Pire encore. Les chercheurs qui étudient l’antisémitisme et la désinformation classent ce texte dans la catégorie des faux. Des fabrications. Un travail universitaire sur l’antisémitisme dans les milieux nationalistes russes mentionne explicitement ce « discours » comme un faux reposté dans ces cercles. Les Protocoles des Sages de Sion, eux, sont un faux notoire. Une fabrication de la police tsariste au début du 20e siècle. Disponible dans des archives comme celles d’Internet Archive. Et le discours attribué à Schneerson reprend exactement les mêmes codes. Les mêmes accusations. Les mêmes schémas.
4. Pourquoi ce texte revient sans cesse
Alors pourquoi ce texte revient-il sans cesse ? Pourquoi circule-t-il encore aujourd’hui ? La réponse est simple. Parce qu’il sert. Il sert des narratifs. Des agendas. Des visions du monde.
Dans le contexte de la guerre en Ukraine, ce genre de document devient une arme. Il permet de présenter le conflit non pas comme une guerre géopolitique. Mais comme une guerre ethnique. Religieuse. Civilisationnelle. Les Russes et les Ukrainiens ne se battraient pas pour des territoires. Ou pour des influences. Ils seraient les victimes d’un complot. D’un plan vieux de plusieurs décennies. Orchestré par une élite juive. Via Chabad.
Ce récit repose sur des fondements fragiles. Sur des faux. Présent un temps, il disparaît ensuite, tel l’effet Mandela, condamné à subsister sur des sites web et dans des documents non officiels. L’histoire n’inclura jamais cette version, même si vous parvenez à l’archiver.

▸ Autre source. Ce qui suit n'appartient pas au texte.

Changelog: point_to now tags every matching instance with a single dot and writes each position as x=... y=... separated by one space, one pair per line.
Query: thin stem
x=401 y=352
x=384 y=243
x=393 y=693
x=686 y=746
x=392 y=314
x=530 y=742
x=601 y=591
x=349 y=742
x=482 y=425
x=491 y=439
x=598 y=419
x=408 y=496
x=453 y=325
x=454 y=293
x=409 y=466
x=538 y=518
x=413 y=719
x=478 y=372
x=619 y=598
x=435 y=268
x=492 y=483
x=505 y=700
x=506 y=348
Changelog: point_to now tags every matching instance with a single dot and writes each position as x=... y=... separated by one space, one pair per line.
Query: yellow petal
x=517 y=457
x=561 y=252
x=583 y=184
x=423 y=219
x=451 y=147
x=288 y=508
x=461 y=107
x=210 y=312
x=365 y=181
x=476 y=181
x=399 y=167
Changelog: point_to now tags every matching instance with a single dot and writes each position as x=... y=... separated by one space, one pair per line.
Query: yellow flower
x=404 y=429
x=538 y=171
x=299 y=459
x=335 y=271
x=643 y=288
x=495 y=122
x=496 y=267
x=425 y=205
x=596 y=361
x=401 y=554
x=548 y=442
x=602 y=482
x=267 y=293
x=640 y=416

5. Comment réagir face à ce genre d’info
Face à ce genre de texte, la réaction la plus saine reste la prudence. La curiosité. Mais aussi le recul. Il est facile de se laisser emporter. De tomber dans la colère. Ou dans le dégoût. Mais ce serait justement tomber dans le piège. Leur but c’est justement de créer de l’émotion. De la peur. De la haine. De la division.

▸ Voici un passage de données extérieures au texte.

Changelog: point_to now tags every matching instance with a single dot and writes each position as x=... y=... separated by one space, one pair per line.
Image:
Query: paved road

Alors oui, il faut rester vigilant. Il faut questionner. Vérifier. Croiser les sources. Mais il faut aussi rester lumineux. Rester malin. Ne pas laisser ces récits nous voler notre énergie. Notre espoir. Notre capacité à penser clairement. Le monde est déjà assez compliqué comme ça. Inutile d’ajouter des couches de fantasmes et de peurs infondées.
Ce discours de Schneerson est-il authentique ?

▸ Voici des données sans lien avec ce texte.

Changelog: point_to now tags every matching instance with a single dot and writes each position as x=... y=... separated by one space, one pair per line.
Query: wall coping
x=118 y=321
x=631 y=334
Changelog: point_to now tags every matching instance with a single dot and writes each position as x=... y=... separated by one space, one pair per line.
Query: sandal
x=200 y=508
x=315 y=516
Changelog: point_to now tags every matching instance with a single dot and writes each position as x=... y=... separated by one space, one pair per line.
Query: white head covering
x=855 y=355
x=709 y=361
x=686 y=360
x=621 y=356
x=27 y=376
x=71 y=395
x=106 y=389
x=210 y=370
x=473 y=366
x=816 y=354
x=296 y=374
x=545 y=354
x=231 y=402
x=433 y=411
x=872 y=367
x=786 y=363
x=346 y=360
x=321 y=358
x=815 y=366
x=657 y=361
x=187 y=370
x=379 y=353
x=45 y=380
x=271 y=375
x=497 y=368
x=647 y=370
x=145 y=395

Les sources officielles et les experts s’accordent sur un point : ce document est considéré comme un faux.
- Existe-t-il une source primaire fiable ? Non. Aucune archive de Chabad, aucune biographie universitaire, aucun média mainstream ne confirme l’existence de ce discours.
- Que disent les chercheurs ? Les travaux sur l’antisémitisme en ligne classent ce texte comme un faux antisémite, similaire aux Protocoles des Sages de Sion.
- Pourquoi circule-t-il alors ? Il sert des narratifs conspirationnistes et nationalistes, surtout dans le contexte du conflit en Ukraine.
Qui était vraiment Menachem Mendel Schneerson ?
Menachem Mendel Schneerson (1902-1994) fut le 7e Rebbe de Chabad-Loubavitch, un mouvement hassidique juif devenu mondial.
- Quelle est sa biographie officielle ? Des ouvrages universitaires comme « The Rebbe » de Heilman et Friedman (Princeton University Press, 2010) documentent sa vie de manière détaillée.
- Les archives de Chabad mentionnent-elles ce discours ? Non. Les archives officielles consultables sur lubavitch.com ne contiennent aucune trace de ce document.
- Y a-t-il eu un débat messianique autour de lui ? Oui. Une partie de ses partisans l’a considéré comme un Messie potentiel, mais les instances officielles de Chabad ont condamné ces excès.